Andy Puzder, Carl’s Jr. CEO and Donald Trump’s pick for secretary of labor, believes the future of fast food is automation. In fact, some of Puzder’s hamburger restaurants already have kiosks where hungry customers have the option of ordering with computer rather than from a person.
But Puzder revealed in a March interview with Business Insider that he has his sights set on fully automated restaurants, with little to no employees. His reasoning? Robots are cheaper laborers than people, especially considering increasing demands to raise the minimum wage, though Puzder doesn’t think that the young people who support wage increases will mind the shift toward automation. After all, he argued, “millennials like not seeing people.”
Is Puzner right about millennials? My generation famously prefers emails and texts to phone calls, orders delivery online rather than going out to eat, and works from home instead of making small talk around the water cooler (though the supposed millennial preference for freelance work might have more to do with the fact that contract workers are cheaper for businesses, rather than because millennials prefer stagnant wages without benefits). Puzder says he’s seen people waiting in line at Carl’s Jr. kiosks while a cashier waited with nothing to do.
Will millennial preferences for the streamlined, automated, and robotic cost them their jobs? In many cases, automation is the corporate response to demands for living wages, and millennials, with their student loan debts and skyrocketing living costs, need higher pay, not fewer opportunities to work. How soon will we find ourselves waiting in line to interact with a cold but cheap and efficient robot who took our job?
Automation is already taking over the world. Self-checkout machines can be found at most major superstores, pharmacies, and grocery stores. Services like Uber and Postmates offer a streamlined, minimally interactive alternative to calling a cab service. Robots zoom around Amazon warehouses to retrieve our bulk toilet paper orders faster than their human counterparts, and machines continue to replace factory jobs.

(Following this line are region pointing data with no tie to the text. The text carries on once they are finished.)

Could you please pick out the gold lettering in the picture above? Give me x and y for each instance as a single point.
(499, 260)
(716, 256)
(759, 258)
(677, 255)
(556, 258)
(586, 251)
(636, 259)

An Oxford University study projected that 47 percent of current U.S. jobs might be automated within the next 20 years. Such rapid technological change is not inherently bad, but it's impossible to deny that it will have a profound effect on what jobs are available to American workers. In an optimistic Wall Street Journal article entitled "Automation Can Actually Create More Jobs," Christopher Mims wrote that the history of technological developments suggest that "increased productivity brought about by automation and invention ultimately leads to more wealth, cheaper goods, increased consumer spending power and ultimately, more jobs." The major difference that sets this era apart, he argues, is the unprecedented speed at which automation technology is developing.

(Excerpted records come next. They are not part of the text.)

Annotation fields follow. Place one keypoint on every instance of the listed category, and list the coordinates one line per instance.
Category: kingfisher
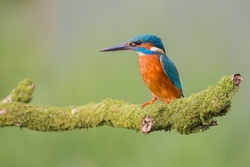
(156, 69)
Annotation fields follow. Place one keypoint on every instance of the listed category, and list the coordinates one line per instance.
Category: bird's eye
(137, 42)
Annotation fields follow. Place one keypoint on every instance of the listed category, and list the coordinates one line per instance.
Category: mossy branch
(185, 116)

Mims briefly acknowledges that in times of technological transition, "some individuals are uprooted and suffer." With the rapid pace of automation, how do we ensure that millions of individuals employed in automatable jobs don't lose their livelihood? Dramatic economic alternatives like a universal basic income, heavy monitoring of corporate automation efforts, or a reenforced safety net could help ensure that everyone enjoys the benefits of automation, not just CEOs. However, Trump could be president for next four to eight years, and regulating big business and preserving the safety net don't appear to be in his wheelhouse. With the president-elect surrounding himself with people like Puzder — who has argued that computers are preferable than human employees because "They're always polite, they always upsell, they never take a vacation, they never show up late, there's never a slip-and-fall, or an age, sex, or race discrimination case" — the likelihood is slim this trend will be checked by or complemented with programs from the federal government.
While it’s true that millennial preference for the automated and streamlined has helped these technologies succeed, the cost-saving potential is exceptionally attractive to CEOs. As Puzder put it himself, "If you're making labor more expensive, and automation less expensive — this is not rocket science."
What are young people worried about future job stability to do? Concerned millennials and others can organize, like fast-food workers and Uber drivers, and demand politicians who protect social safety nets and fight for wage increases. This will require overcoming that generation's stereotyped social awkwardness and addition to technology and pursuing a more class-conscious consumerism. Otherwise? We’ll all look up from our phones one day only to discover we no longer have the jobs we need to pay for our data.